Kommentar Polizeigesetz: Schulterschluss der Opposition hilfreich

Die Opposition sollte sich öfter zusammentun, findet unser Hauptstadt-Korrespondent Michael Gabel.
Die Opposition sollte sich öfter zusammentun, findet unser Hauptstadt-Korrespondent Michael Gabel. © Foto: Thomas Koehler/photothek.net Tho
Berlin / Michael Gabel 11.09.2018
Die Klage von Linken, Grünen und FDP gegen Bayerns Polizeigesetz ist eine Ausnahme. Dabei wäre mehr Pragmatismus gut, findet unser Autor Michael Gabel.

Gemeinsam statt einsam in der Opposition – in seltener Übereinstimmung haben FDP, Linke und Grüne jetzt ihre Kritik am bayerischen Polizeiaufgabengesetz erläutert.
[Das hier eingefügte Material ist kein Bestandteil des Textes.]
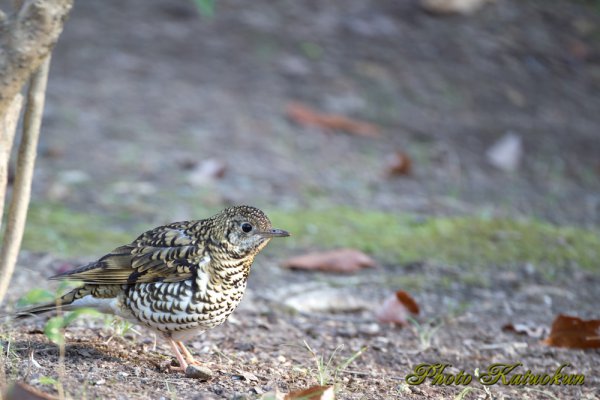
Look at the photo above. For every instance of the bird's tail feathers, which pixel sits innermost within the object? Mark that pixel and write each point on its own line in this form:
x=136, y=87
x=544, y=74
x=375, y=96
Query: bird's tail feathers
x=65, y=303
Der Anlass war gut gewählt: Was heute in Bayern genügt, um Menschen festzunehmen – „drohende Gefahr“ – könnte das CSU-geführte Bundesinnenministerium bald in der gesamten Bundesrepublik einführen wollen. Insofern ist es gut, dass das Verfassungsgericht auf Betreiben des Oppositions-Trios die Angelegenheit prüft.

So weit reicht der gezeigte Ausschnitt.